For Palestinians, U.S. Embassy Move Cements Occupation Status Quo

Sunday, Jewish settlers marched in celebration around East Jerusalem alongside Israeli police protection. The march signifies the Israeli annexation of Jerusalem in 1967, consistently causing unrest for the city’s Palestinian population.

In recent years, those participating in the event left a number of Palestine businesses in ruins provoking counter-protests, which is immediately suppressed by the city’s police. The day is seemingly restricted to local Palestinians, who are barred from entering the streets leading up to the gates of the Old City.

One Palestinian activist, Osama Barham argues as he clutched the city’s outer gates, that his community “lives with a hundred sticks raining down [their] heads.” For Barham, the December announcement by U.S. President Donald J. Trump to move the nation’s embassy from Tel Aviv does not come as a shock.
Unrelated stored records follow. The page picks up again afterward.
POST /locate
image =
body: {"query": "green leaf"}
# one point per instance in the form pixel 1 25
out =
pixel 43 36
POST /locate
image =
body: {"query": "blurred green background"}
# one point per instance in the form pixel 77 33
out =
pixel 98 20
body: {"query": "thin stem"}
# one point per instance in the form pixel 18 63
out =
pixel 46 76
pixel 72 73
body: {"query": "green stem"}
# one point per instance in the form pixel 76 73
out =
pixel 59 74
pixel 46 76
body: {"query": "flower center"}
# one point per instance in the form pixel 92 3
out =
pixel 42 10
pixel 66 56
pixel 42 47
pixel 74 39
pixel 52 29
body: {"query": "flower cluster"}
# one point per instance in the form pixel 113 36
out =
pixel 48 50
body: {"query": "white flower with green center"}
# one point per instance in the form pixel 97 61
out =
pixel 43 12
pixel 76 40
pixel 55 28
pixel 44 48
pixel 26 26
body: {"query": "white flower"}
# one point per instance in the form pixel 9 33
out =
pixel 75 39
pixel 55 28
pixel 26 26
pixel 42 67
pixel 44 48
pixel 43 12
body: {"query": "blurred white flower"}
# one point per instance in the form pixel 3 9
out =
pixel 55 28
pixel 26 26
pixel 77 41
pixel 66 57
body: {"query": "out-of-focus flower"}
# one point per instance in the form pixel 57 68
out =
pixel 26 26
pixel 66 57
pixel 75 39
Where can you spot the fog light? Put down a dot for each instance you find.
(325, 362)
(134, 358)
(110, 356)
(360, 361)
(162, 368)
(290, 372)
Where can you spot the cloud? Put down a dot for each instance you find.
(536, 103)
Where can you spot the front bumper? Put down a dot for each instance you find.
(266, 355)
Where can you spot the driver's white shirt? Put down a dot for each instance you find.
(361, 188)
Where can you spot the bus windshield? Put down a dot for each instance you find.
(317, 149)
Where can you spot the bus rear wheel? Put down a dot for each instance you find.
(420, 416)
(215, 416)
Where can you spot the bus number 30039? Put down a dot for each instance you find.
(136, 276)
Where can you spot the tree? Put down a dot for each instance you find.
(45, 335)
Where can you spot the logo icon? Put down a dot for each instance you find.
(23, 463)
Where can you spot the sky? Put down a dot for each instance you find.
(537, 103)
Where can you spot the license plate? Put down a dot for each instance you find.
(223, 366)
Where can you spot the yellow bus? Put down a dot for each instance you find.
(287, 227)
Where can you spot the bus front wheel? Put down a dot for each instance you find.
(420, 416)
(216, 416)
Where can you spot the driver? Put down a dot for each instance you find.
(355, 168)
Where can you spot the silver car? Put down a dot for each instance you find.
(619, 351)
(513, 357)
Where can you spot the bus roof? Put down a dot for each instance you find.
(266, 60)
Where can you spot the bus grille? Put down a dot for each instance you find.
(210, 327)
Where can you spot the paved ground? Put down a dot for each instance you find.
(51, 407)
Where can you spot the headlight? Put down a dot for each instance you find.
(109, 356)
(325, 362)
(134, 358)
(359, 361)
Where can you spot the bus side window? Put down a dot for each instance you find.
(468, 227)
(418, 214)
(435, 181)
He told reporters that the “U.S. embassy move is not what is important,” in the conversation of Palestinians living in Jerusalem. Rather, Barham suggests that “what is much more dangerous to us than an embassy move is our reality: the onslaught of the Judaisation of the city, the Israelification of our society, the exile of Palestinian residents, the demolishment of Palestinian homes and the raiding of the Al-Aqsa compound by settlers.”

Al-Aqsa, the holiest mosque in Jerusalem, was raided by settlers, where they raised the Israeli flag and prayed. A dispute occurred between settlers and Palestinians outside of the mosque, causing a small number of arrests.

Despite the ongoing struggle, Palestinians believe their will cannot be changed by the new embassy in the city. A mother observing the marches remarked that “Jerusalem is the heart of the Palestinian cause, and every Palestinian who lives here feels its significance in their very bones.”

Ivanka Trump, alongside her husband and presidential advisor Jared Kushner, attended the official opening of the embassy and a gala hosted by Israeli Prime Minister Benjamin Netanyahu. An invitation was extended to foreigners from around the globe, but welcomed European ambassadors boycotted the event.

Head of the Palestinian orphanage association, Afaf al- Dajani, stated that she, “[doesn’t] understand why the Arab world is silent about all of this and are watching these events as if it is a movie in a cinema.” A number of Palestinians condemn the “Arab silence” that plagues efforts to take the city back from Israeli rule.

The historical six-day war, 50 years prior, occupied the city from Palestinians. Today, the city remains populated with Jewish settlers established by American foreign affairs. The commencement of the new embassy in Jerusalem could be a historic step for permanent occupation of the Old City.